Alors que le 21è siècle s’annonçait comme étant l’orée d’une Humanité ayant domestiqué progrès scientifiques et grandeur technologique à l’échelle planétaire. En un clin d’œil, ce 21è siècle est la proie à la plus indigne des tragédies : la faim à l’échelle du monde. En face, des gouvernements hagards, comme en hibernation organique.
Partons d’un constat : ‘’Quand le président (français, mais ça peut être le chancelier allemand, le président de conseil italien ou espagnol…) demande au peuple d’approuver sa politique, quand le président perd le référendum et quand il ne démissionne pas, cela signifie que les institutions n’assurent pas la liaison, essentielle en démocratie, entre décision et responsabilité’’[1]. Relisons ce constat à la lumière d’un donné objectif présupposant que l’Etat dans le monde démocratique est désormais un ‘’système politique dans lequel le pouvoir n’a aucun contrepoids, agit sans contrôle et ne se sent pas responsable devant le peuple souverain. Ce pouvoir ignore totalement les préoccupations des citoyens, qui se reconnaissent, quant à eux, de moins en moins dans leurs institutions. C’est ce que l’on peut nommer un décrochage institutionnel’’[2].

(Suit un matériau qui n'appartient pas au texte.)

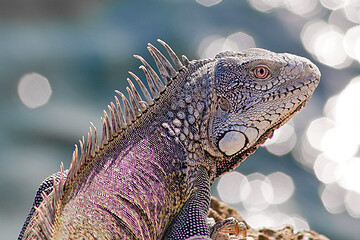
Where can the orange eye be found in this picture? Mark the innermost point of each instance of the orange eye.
(261, 72)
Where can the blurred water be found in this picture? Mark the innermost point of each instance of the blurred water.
(85, 50)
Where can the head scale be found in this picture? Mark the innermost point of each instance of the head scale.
(253, 93)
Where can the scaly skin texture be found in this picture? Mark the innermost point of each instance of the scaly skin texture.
(150, 176)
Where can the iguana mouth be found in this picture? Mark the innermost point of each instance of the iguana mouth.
(287, 92)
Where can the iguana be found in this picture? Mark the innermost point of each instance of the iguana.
(150, 175)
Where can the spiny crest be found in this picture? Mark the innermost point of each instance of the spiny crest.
(122, 115)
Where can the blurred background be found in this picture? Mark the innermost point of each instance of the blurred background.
(61, 60)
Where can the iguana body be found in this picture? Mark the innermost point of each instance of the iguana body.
(150, 175)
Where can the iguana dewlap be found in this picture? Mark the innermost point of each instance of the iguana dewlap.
(150, 175)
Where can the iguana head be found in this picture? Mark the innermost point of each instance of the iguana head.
(253, 93)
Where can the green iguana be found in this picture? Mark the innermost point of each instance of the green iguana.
(150, 175)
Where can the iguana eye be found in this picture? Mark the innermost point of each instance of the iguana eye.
(261, 72)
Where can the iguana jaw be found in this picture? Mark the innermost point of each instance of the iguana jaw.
(240, 132)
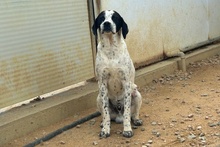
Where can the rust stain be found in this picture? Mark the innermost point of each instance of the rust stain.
(98, 4)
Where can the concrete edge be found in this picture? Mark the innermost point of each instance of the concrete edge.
(25, 119)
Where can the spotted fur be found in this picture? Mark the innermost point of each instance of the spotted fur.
(118, 98)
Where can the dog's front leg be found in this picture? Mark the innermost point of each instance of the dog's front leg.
(127, 111)
(104, 108)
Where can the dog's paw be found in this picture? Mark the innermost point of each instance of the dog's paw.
(104, 134)
(128, 134)
(138, 122)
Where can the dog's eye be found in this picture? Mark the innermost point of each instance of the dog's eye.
(101, 18)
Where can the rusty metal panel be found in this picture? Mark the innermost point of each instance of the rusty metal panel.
(214, 18)
(44, 45)
(160, 28)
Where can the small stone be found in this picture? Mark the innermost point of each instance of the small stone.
(154, 123)
(202, 138)
(118, 132)
(204, 95)
(174, 120)
(171, 125)
(134, 127)
(182, 140)
(167, 98)
(190, 115)
(92, 122)
(146, 116)
(176, 133)
(154, 132)
(95, 143)
(127, 141)
(158, 134)
(212, 124)
(192, 136)
(199, 127)
(202, 134)
(150, 141)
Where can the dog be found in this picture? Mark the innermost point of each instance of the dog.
(118, 99)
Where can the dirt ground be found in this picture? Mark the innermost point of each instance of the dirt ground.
(182, 109)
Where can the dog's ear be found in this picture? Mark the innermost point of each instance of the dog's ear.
(124, 29)
(97, 22)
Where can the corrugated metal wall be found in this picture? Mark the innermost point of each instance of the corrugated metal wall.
(161, 28)
(44, 45)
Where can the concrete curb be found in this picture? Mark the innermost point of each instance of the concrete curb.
(22, 120)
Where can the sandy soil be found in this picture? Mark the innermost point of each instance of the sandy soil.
(178, 110)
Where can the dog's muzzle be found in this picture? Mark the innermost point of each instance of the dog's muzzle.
(107, 27)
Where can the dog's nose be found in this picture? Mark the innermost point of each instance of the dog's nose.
(107, 24)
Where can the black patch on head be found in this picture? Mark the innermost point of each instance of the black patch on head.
(120, 23)
(116, 18)
(98, 21)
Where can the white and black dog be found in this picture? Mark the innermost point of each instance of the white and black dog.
(118, 98)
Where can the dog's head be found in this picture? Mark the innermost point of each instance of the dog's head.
(110, 21)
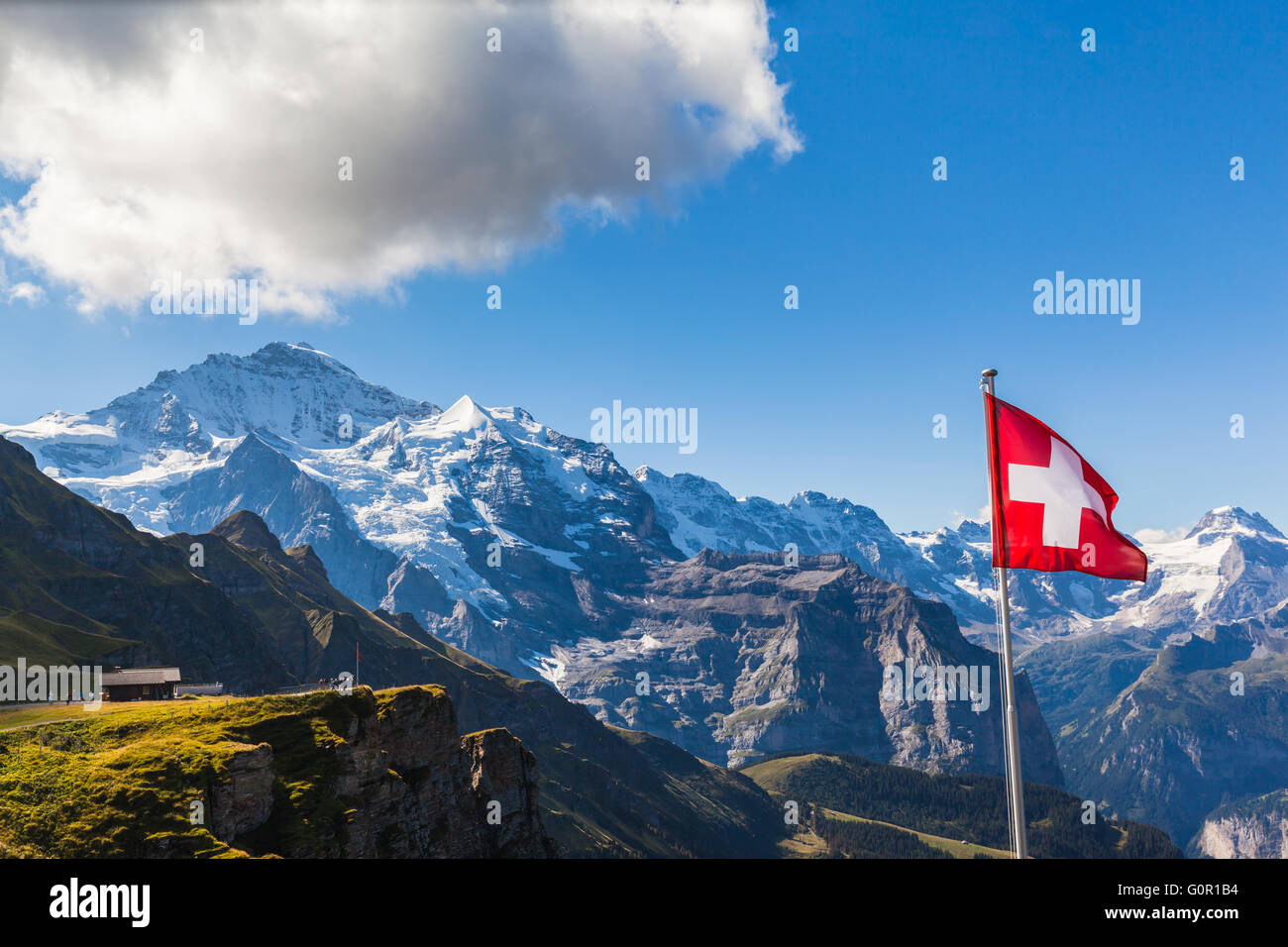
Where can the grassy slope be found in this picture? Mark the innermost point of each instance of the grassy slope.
(604, 791)
(120, 784)
(951, 806)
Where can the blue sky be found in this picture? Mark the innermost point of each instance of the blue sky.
(1104, 165)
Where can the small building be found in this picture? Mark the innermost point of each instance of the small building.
(140, 684)
(198, 689)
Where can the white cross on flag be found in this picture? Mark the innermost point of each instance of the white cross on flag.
(1051, 510)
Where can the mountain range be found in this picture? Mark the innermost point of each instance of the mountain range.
(730, 626)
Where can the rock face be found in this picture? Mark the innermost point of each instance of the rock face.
(244, 799)
(738, 656)
(1249, 828)
(412, 788)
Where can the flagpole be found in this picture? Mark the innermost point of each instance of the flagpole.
(1012, 732)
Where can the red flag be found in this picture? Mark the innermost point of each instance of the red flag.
(1051, 510)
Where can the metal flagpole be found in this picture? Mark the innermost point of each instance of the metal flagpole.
(1014, 777)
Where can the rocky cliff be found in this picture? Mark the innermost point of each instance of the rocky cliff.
(737, 656)
(381, 775)
(1248, 828)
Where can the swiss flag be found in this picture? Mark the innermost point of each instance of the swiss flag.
(1051, 510)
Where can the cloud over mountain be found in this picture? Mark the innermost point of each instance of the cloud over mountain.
(145, 157)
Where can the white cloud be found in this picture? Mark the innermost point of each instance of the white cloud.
(984, 514)
(25, 291)
(147, 158)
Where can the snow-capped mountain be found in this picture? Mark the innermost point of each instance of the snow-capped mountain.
(411, 506)
(1232, 566)
(539, 552)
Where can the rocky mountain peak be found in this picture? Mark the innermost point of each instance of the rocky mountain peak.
(1233, 519)
(249, 531)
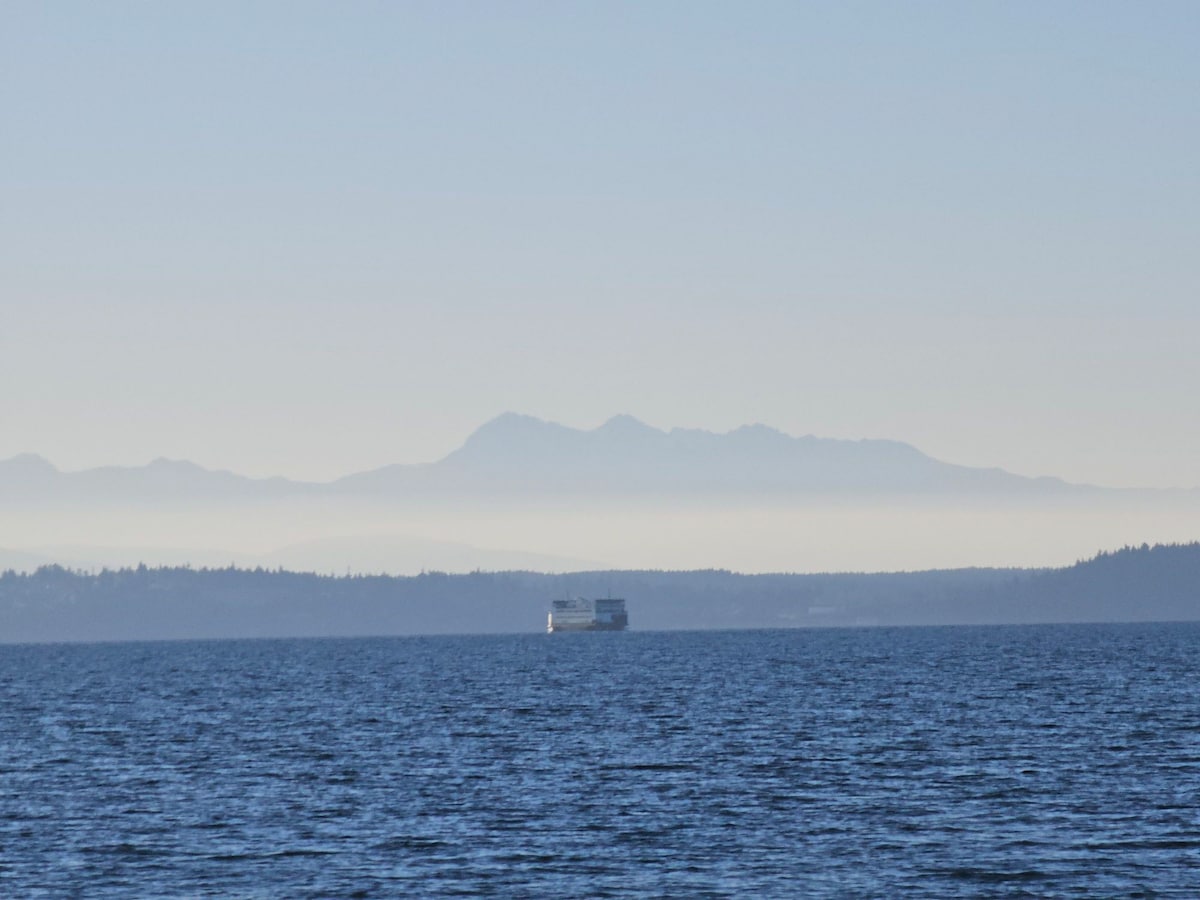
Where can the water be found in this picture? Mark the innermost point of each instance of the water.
(921, 762)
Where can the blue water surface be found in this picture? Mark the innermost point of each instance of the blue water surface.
(1041, 761)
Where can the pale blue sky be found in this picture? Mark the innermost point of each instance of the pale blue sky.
(310, 239)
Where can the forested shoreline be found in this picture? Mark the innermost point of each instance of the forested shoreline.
(55, 604)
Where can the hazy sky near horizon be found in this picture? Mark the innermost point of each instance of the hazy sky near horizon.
(310, 239)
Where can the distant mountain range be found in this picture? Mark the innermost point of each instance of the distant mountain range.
(522, 456)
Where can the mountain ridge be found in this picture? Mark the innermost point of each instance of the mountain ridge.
(521, 454)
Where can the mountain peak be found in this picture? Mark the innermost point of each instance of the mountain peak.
(30, 462)
(625, 424)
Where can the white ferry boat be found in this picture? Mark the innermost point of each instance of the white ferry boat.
(583, 615)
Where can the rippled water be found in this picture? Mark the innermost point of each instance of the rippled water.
(924, 762)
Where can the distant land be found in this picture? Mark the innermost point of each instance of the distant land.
(522, 493)
(521, 455)
(53, 604)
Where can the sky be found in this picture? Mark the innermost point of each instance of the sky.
(311, 239)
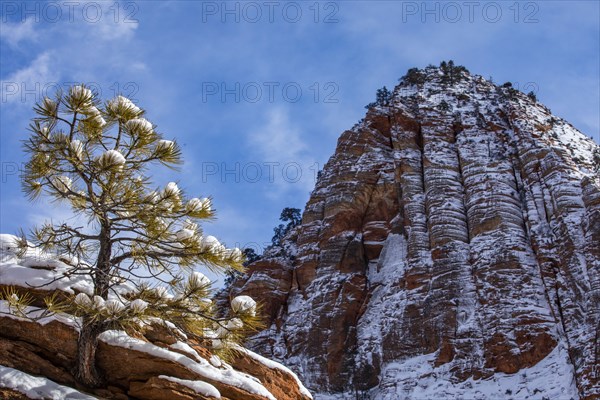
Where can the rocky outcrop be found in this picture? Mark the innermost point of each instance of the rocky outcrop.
(459, 222)
(159, 371)
(38, 356)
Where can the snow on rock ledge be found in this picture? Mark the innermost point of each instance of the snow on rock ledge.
(148, 368)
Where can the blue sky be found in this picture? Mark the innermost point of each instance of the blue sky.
(258, 92)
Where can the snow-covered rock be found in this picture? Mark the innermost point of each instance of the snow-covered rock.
(458, 225)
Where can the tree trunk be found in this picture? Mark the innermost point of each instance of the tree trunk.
(87, 343)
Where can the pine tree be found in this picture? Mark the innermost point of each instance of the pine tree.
(293, 218)
(95, 158)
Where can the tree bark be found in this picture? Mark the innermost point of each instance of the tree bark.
(87, 344)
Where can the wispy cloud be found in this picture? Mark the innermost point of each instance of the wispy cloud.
(14, 33)
(31, 79)
(280, 141)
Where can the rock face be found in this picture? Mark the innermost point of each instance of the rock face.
(458, 225)
(49, 350)
(162, 364)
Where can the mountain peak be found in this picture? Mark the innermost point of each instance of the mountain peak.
(453, 232)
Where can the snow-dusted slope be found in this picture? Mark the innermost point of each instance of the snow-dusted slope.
(449, 248)
(38, 352)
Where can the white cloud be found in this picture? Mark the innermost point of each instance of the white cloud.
(29, 84)
(280, 141)
(15, 33)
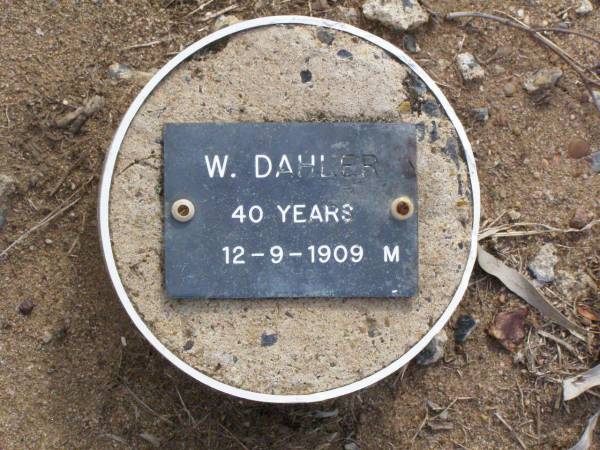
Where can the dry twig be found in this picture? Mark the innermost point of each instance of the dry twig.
(590, 82)
(67, 204)
(512, 431)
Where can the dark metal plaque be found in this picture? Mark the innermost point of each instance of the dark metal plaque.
(289, 210)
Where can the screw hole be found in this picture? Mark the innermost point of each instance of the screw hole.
(182, 210)
(402, 208)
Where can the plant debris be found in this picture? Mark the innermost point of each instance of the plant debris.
(509, 328)
(586, 439)
(577, 385)
(521, 286)
(74, 120)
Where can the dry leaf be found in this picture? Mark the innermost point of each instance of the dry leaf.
(509, 328)
(521, 286)
(587, 313)
(574, 386)
(585, 441)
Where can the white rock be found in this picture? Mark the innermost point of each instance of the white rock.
(434, 351)
(469, 67)
(224, 21)
(347, 14)
(542, 79)
(585, 7)
(119, 72)
(542, 266)
(401, 15)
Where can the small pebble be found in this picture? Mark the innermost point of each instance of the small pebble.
(585, 7)
(514, 215)
(469, 68)
(431, 108)
(542, 265)
(410, 44)
(509, 89)
(47, 337)
(404, 107)
(26, 307)
(542, 80)
(224, 21)
(325, 36)
(305, 76)
(344, 54)
(465, 325)
(400, 15)
(434, 351)
(580, 218)
(481, 114)
(498, 69)
(578, 148)
(595, 161)
(266, 340)
(118, 71)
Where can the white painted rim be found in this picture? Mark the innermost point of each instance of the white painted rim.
(109, 166)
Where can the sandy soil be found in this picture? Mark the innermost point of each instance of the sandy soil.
(74, 373)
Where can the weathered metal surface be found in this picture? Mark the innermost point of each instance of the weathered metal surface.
(290, 210)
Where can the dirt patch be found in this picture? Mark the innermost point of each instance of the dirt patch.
(322, 344)
(67, 380)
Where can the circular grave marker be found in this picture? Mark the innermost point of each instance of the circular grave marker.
(288, 218)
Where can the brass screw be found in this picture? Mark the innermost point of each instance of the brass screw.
(402, 208)
(182, 210)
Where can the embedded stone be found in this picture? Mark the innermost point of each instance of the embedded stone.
(469, 67)
(542, 266)
(542, 79)
(401, 15)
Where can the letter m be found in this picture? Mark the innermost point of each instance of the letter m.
(391, 256)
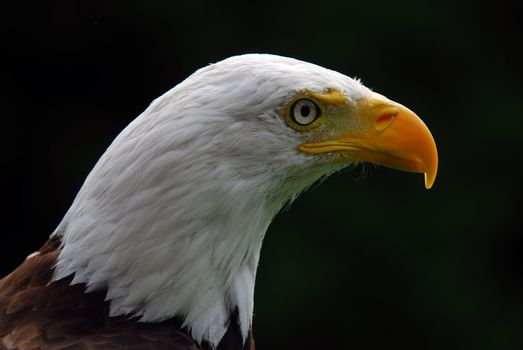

Analysons maintenant, à partir de ces deux hypothèses de travail, ce qui se passe dans l’Etat sous développé, le cas du Maroc, pour tirer la conclusion qui s’impose à l’observateur averti de l’actualité mondiale : Aujourd’hui, dans des sociétés comme la nôtre, il n’y a pas d’Etat, il y a des intérêts catégoriels en conflit permanent. Ce qui explique la sortie dans la rue des masses révoltées par l’inconséquence de leurs dirigeants, incapables qu’ils sont d’assurer le minimum vital à leurs populations : le pain, le sucre, l’huile, les légumes primaires bon marché. Que reste-t-il à ces masses que de dire leur raz le bol de la manière qu’elles savent faire, la protestation bruyante, anarchique, presque délirante, dans la rue, ce lieu de la révolte sincère et spontanée par excellence.
Les cris d’alerte
Dans son numéro daté du 21 mars 2008, ‘’La vérité’’ a consacré son dossier aux tensions sociales en perspective, face au renchérissement, graduel certes mais systématique, des denrées alimentaires de base. Dans ce dossier, nous soulignions que, devant la crise sociale qui sévit, ‘’il se tisse une sorte de solidarité, spontanée mais agissante, entre tout ce monde contre leurs conditions de vie de plus en plus éreintantes. Cette solidarité a vite fait de trouver preneur… Il devient presque dans l’ordre arithmétique des choses sociopolitiques marocaines de percevoir que nous sommes tous assis sur un volcan qui risque d’exploser à tout moment’’.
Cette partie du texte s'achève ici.